Meet the River Keepers from Kruščica by Markéta Šedivá .
How did residents of Kruscica receive the good news?
People are extremely happy, of course. They celebrate in their manner with songs and traditional dance. They are happy to see some shift forward, and they thank all civil society organizations, individuals and media, who helped them fight for their river. Even though they are aware that case is not fully over yet, this is one huge step forward.
What does the court's verdict mean for many months of resistance?
It is mainly time to go home and return to their normal life after 24 hours per day in order to prevent construction.
You mentioned that it is not closed yet. What is the current situation in Kruščica then?
All permits for both projects are now canceled, but investors may file an appeal against the verdict, and they can strive for new permits. However, this time they would have kept an eye on the terms of transparency-- they should have been communicating with all interested parties, in the first place. The local community should have been involved in the process from the beginning.
So Kruscica River is not safe from hydropower construstion for now?

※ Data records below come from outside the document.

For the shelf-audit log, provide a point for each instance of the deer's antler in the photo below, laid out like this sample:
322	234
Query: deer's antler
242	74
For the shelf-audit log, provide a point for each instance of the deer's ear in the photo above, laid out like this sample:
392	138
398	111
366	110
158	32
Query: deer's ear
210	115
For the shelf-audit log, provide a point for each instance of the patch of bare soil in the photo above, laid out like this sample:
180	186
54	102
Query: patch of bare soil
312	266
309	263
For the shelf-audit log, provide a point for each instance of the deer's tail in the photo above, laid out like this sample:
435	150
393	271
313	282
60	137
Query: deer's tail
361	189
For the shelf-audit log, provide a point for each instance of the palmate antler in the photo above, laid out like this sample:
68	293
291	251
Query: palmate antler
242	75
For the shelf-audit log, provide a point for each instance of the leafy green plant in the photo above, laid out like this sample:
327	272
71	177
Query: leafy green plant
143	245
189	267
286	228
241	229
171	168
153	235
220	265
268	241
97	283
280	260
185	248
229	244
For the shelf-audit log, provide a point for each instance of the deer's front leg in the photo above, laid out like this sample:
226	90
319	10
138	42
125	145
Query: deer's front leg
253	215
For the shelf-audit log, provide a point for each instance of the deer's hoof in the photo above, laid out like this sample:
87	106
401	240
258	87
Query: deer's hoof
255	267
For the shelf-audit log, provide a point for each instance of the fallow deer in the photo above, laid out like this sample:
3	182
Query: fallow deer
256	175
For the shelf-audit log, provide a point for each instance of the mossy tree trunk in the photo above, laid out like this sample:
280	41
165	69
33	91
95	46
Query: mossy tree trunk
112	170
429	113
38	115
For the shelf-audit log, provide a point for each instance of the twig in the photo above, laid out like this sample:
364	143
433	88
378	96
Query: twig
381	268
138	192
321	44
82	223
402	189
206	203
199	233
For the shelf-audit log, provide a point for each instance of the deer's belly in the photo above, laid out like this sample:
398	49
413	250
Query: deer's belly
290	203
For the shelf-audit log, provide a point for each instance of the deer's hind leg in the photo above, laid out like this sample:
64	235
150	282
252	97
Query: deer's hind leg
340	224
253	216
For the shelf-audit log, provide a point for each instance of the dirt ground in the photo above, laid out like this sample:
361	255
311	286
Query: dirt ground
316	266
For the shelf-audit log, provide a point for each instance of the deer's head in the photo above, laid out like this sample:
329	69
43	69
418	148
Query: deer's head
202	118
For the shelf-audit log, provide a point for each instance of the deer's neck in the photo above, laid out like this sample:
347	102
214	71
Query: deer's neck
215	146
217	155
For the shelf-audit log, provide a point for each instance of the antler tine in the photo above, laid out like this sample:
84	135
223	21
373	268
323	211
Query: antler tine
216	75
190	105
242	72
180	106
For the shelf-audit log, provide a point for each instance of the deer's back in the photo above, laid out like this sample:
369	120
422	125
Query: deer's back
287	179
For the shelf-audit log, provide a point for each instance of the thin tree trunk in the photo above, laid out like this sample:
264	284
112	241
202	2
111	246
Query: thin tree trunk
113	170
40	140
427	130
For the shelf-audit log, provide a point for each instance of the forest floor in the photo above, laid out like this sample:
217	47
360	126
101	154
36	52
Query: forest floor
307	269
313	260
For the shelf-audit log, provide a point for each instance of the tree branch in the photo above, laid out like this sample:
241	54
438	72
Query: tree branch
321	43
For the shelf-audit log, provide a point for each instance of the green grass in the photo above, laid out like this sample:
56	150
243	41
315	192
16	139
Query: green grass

Not yet, I think it will be soon. Alongside with stopping the current projects, this is going to be a strong message to other investors to bear in mind that they are not welcome there.
Can you outguess what we can expect in Kruscica, what will be the closest development?
We all keep our eyes open and wait for the final outcome of the civil proceedings related to concessions. We hope it will be in our favor and that concessions will be canceled for good.
How did the locals change the blocade itself?
Kruscica residents are now more interested in public affairs. They realize that they have rights and opportunities in terms of infrastructure development to improve their quality of life. Their dream is to revive touristic potentials of the area, as it was in the former republic (Yugoslavia). The local community board is very active, as well as the local association "Bistro," which was established last year during the protests.
Kruscica is not the first to succeed, but similar happy-endings to such cases in Bosnia and Herzegovina are very rare. How important is it for other similar disputes? Might it be some kind of precedent on how to promote environmental activism?
The story of Kruscica has been covered by media significantly. Surely, it will encourage other activists to stand up for their rivers and see that change is possible. It is important to be united, brave, persistent, and to be able to recognize and overcome different obstacles that stand in the way. This case is already motivating other groups, and sometimes Kruščica people support these groups in protests or advisory issues.
Jelena Ivanic was born in 1987 in Novi Grad.
She studied ecology and environmental protection at the University of Banja Luka.
She has been volunteering for a long time, organizing awareness seminars
and youth education on environmental issues.
In the Center for the Environment , she focuses on energy and climate change.